[RLlib] PPO with LSTM, shared vf layers, and custom tokenizer: KeyError: 'infos' in SampleBatch._batch_slice #45666
Open
Description
What happened + What you expected to happen
Running PPO with LSTM and a custom tokenizer (set via a catalog).
This results in the following error:
File "ppo_lstm_encoder_sample.py", line 104, in run
result = algo.train()
^^^^^^^^^^^^
File "lib/python3.11/site-packages/ray/tune/trainable/trainable.py", line 331, in train
raise skipped from exception_cause(skipped)
File "lib/python3.11/site-packages/ray/tune/trainable/trainable.py", line 328, in train
result = self.step()
^^^^^^^^^^^
File "lib/python3.11/site-packages/ray/rllib/algorithms/algorithm.py", line 873, in step
train_results, train_iter_ctx = self._run_one_training_iteration()

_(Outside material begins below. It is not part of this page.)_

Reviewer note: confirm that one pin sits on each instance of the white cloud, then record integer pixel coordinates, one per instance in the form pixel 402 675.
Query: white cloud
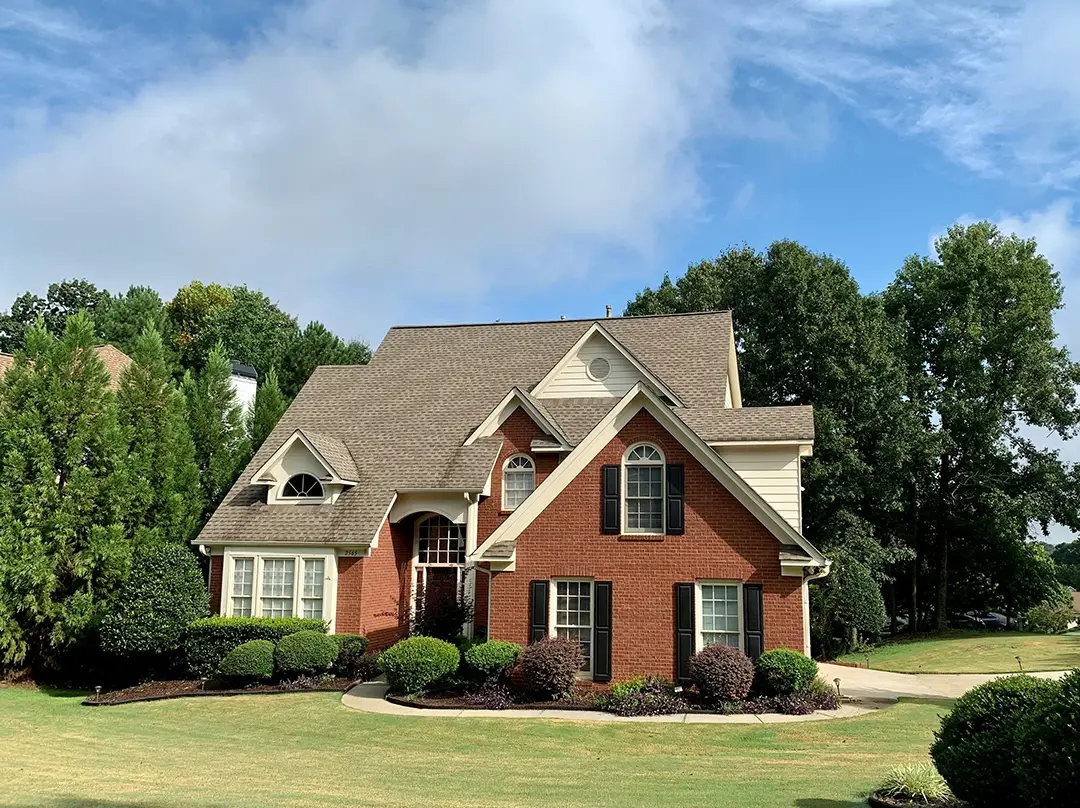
pixel 378 159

^^^^^^^^^^^^^^^^^^^^^^^^^^^^^^^^^^
File "lib/python3.11/site-packages/ray/rllib/algorithms/algorithm.py", line 3154, in _run_one_training_iteration
results = self.training_step()
^^^^^^^^^^^^^^^^^^^^
File "lib/python3.11/site-packages/ray/rllib/algorithms/ppo/ppo.py", line 428, in training_step
return self._training_step_old_and_hybrid_api_stacks()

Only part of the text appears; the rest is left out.